Git Product home page Git Product logo

of_pytorch_docker's Introduction

Docker/Singularity/Apptainer + OpenFOAM® + PyTorch

Overview

The Dockerfile in this repository creates an image with ESI-OpenFOAM and PyTorch support. The image is currently based on

  • Ubuntu 22.04,
  • OpenFOAM-v2206, and
  • PyTorch 1.12.1 (only CPU).

There are also convenience scripts for working with the images. The test directory contains two examples demonstrating how to compile applications using cmake and wmake

OpenFOAM is not compiled from scratch but installed via the package manager (read more). Also for PyTorch, only the pre-compiled C++ part of the library, named libtorch, is contained on the image.

How to build the images

Docker image

To build the image yourself, copy this repository and navigate into the top-level folder:

git clone https://github.com/AndreWeiner/of_pytorch_docker.git
cd of_pytorch_docker

If you want to upload the image to a Docker registry, consider the following naming convention when running the build command:

docker build -t user_name/of_pytorch:of2206-py1.12.1-cpu -f Dockerfile .
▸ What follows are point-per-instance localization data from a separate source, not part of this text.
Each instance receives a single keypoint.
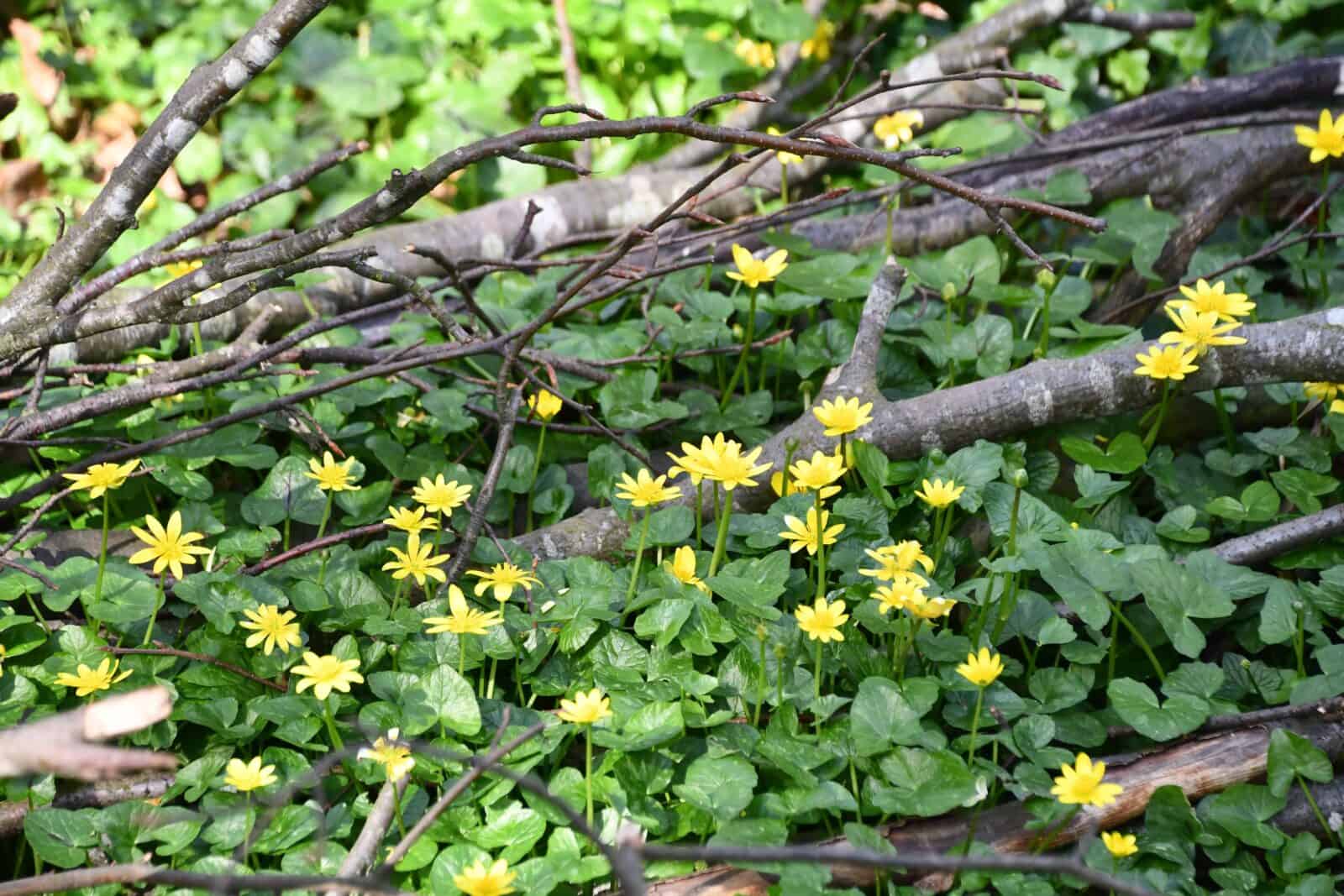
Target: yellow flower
(1200, 331)
(249, 775)
(393, 757)
(898, 128)
(1166, 363)
(329, 474)
(981, 669)
(753, 271)
(730, 468)
(897, 559)
(806, 535)
(819, 45)
(777, 485)
(1327, 140)
(440, 496)
(1081, 783)
(272, 627)
(85, 680)
(479, 880)
(925, 607)
(503, 578)
(900, 591)
(1205, 298)
(682, 566)
(585, 708)
(544, 405)
(759, 55)
(843, 416)
(822, 621)
(1323, 391)
(416, 562)
(784, 156)
(326, 673)
(1119, 844)
(645, 490)
(696, 463)
(102, 477)
(409, 520)
(940, 493)
(819, 473)
(168, 546)
(464, 620)
(181, 269)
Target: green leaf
(1292, 755)
(1137, 705)
(721, 786)
(882, 718)
(452, 698)
(60, 836)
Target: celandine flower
(333, 476)
(170, 547)
(753, 271)
(898, 128)
(272, 627)
(586, 708)
(102, 477)
(1166, 363)
(938, 493)
(503, 578)
(1327, 140)
(645, 490)
(326, 673)
(811, 535)
(245, 777)
(823, 620)
(1081, 783)
(87, 681)
(843, 416)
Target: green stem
(638, 562)
(154, 617)
(102, 563)
(822, 553)
(748, 336)
(974, 727)
(537, 468)
(588, 772)
(756, 716)
(1307, 792)
(721, 540)
(322, 528)
(1140, 640)
(1225, 421)
(1162, 416)
(331, 725)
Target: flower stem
(1162, 414)
(748, 336)
(721, 542)
(154, 617)
(588, 772)
(1225, 421)
(638, 562)
(322, 528)
(974, 727)
(102, 563)
(537, 468)
(331, 726)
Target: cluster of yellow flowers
(1203, 320)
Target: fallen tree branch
(66, 745)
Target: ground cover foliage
(546, 577)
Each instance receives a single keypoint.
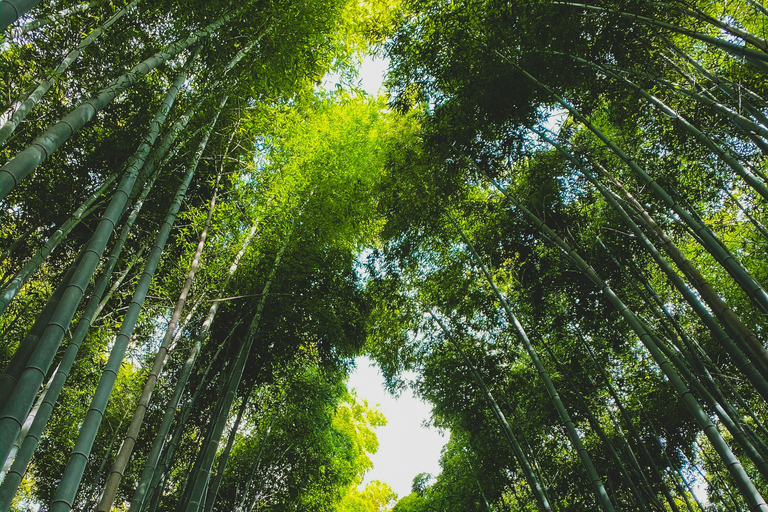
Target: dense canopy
(551, 225)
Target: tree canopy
(552, 226)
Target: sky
(406, 448)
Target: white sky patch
(371, 76)
(406, 448)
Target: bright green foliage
(599, 167)
(375, 497)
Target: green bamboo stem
(533, 482)
(15, 475)
(15, 32)
(756, 58)
(729, 159)
(12, 288)
(27, 160)
(7, 129)
(11, 10)
(737, 352)
(595, 424)
(750, 493)
(632, 430)
(72, 475)
(144, 486)
(213, 489)
(20, 401)
(254, 466)
(747, 283)
(195, 500)
(28, 345)
(126, 449)
(573, 435)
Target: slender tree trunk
(150, 469)
(597, 427)
(213, 488)
(735, 351)
(200, 479)
(34, 98)
(29, 445)
(13, 287)
(11, 10)
(729, 159)
(597, 484)
(26, 161)
(16, 32)
(72, 475)
(103, 464)
(755, 57)
(633, 432)
(6, 254)
(20, 400)
(753, 497)
(249, 481)
(6, 465)
(126, 449)
(747, 283)
(533, 482)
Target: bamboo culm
(144, 485)
(20, 401)
(533, 482)
(72, 475)
(737, 352)
(27, 160)
(11, 10)
(747, 283)
(44, 86)
(195, 500)
(753, 497)
(124, 453)
(85, 209)
(597, 484)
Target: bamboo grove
(552, 227)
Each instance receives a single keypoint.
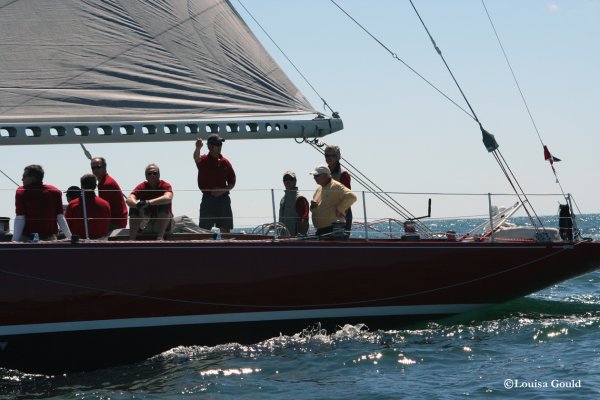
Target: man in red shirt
(97, 212)
(216, 178)
(150, 199)
(110, 191)
(38, 208)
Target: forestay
(91, 70)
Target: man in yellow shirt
(330, 201)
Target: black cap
(214, 138)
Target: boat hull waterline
(69, 307)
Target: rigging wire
(9, 178)
(395, 56)
(490, 142)
(373, 188)
(519, 89)
(325, 104)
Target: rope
(395, 56)
(9, 178)
(520, 91)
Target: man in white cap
(330, 201)
(293, 208)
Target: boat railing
(454, 216)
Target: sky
(399, 131)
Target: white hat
(321, 169)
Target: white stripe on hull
(434, 309)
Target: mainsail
(64, 62)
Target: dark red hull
(80, 306)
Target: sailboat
(147, 71)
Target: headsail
(113, 61)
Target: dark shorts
(152, 211)
(216, 211)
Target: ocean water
(544, 346)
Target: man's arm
(197, 150)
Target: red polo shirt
(110, 191)
(143, 191)
(40, 204)
(214, 173)
(98, 216)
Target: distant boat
(138, 71)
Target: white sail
(114, 61)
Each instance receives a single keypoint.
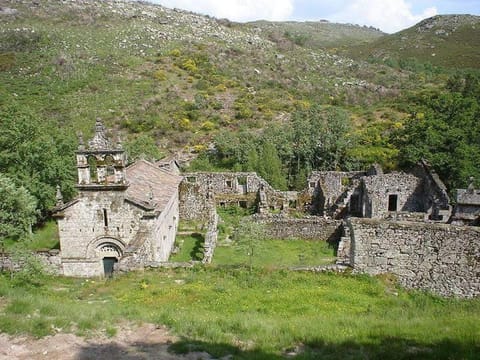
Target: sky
(388, 15)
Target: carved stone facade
(122, 218)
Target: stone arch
(105, 247)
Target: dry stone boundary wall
(444, 259)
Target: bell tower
(100, 165)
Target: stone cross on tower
(101, 166)
(99, 140)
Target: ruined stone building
(126, 217)
(123, 217)
(467, 209)
(375, 194)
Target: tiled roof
(150, 186)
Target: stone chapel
(124, 217)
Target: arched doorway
(110, 253)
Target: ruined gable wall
(311, 228)
(441, 258)
(407, 187)
(326, 187)
(228, 188)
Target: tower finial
(99, 141)
(81, 142)
(59, 196)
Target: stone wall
(406, 188)
(444, 259)
(201, 191)
(328, 188)
(311, 228)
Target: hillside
(319, 34)
(172, 74)
(443, 40)
(281, 99)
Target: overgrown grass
(255, 315)
(44, 237)
(190, 248)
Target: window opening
(105, 217)
(109, 163)
(92, 164)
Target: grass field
(252, 315)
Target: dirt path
(132, 343)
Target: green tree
(37, 155)
(17, 209)
(444, 130)
(270, 166)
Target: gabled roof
(150, 186)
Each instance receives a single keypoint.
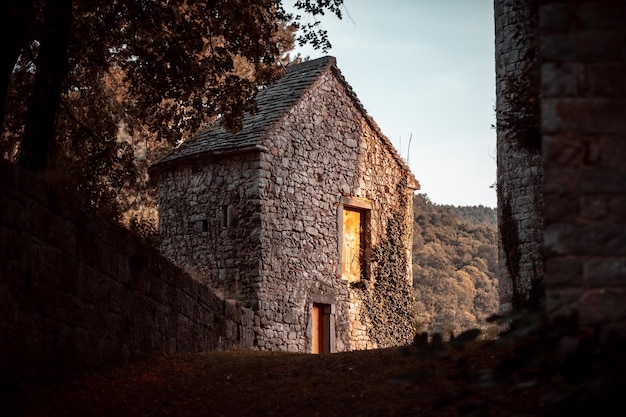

Pushing the image to Dockerhub works as follows:

docker login
docker push user_name/of_pytorch:of2206-py1.11.0-cpu

A word on Podman: due to the strong compatibility between Docker and Podman (builder), building and using the image with Podman instead of Docker should work, too, but I have not tested it yet.

Singularity/Apptainer image

For university clusters, Singularity/Apptainer is often the only supported container tool. Note that Singularity was renamed to Apptainer after joining the Linux Foundation. In contrast to the default Docker workflow, the execution of Apptainer containers does not require root-privileges (the image creation does, though). Moreover, Apptainer works out of the box with Schedulers like SLURM and was build with focus on MPI-parallel applications. The Docker image built before can be easily converted to Apptainer by running:

sudo apptainer build of2206-py1.12.1-cpu.sif docker://andreweiner/of_pytorch:of2206-py1.12.1-cpu

The image may be used similarly to the Docker image. Convenience scripts like create_openfoam_container.sh or start_openfoam.sh are not necessary because Apptainer performs similar actions by default (e.g., mapping of the user and important directories). To start an interactive shell, run:

apptainer shell of2206-py1.12.1-cpu.sif
# first thing to do inside the container
. /usr/lib/openfoam/openfoam2206/etc/bashrc
# now you are ready to run and build OpenFOAM+PyTorch applications

Enroot image

As pointed out in this issue by @dr-br, it is fairly easy to use the Docker image with Nvidia's enroot. After installing enroot, the following commands pull and convert the Docker image:

enroot import docker://andreweiner/of_pytorch:of2206-py1.12.1-cpu
enroot create --name of2206-py1.12.1-cpu andreweiner+of_pytorch+of2206-py1.12.1-cpu.sqsh

Usage and examples

Docker image

Copy this repository and navigate into the top-level folder:

git clone https://github.com/AndreWeiner/of_pytorch_docker.git
cd of_pytorch_docker

The script create_openfoam_container.sh creates a container with suitable settings (e.g. mapping the user into the container, mounting the current directory, setting the working directory to ./test/). The script also pulls the Docker image from Dockerhub if it cannot be found locally. The default image and container names can be changed by passing them as command line arguments.

# default settings
./create_openfoam_container.sh

# use different image, e.g., to use an older version
./create_openfoam_container.sh "andreweiner/of_pytorch:of2012-py1.7.1-cpu" "of2012-py1.7.1-cpu" 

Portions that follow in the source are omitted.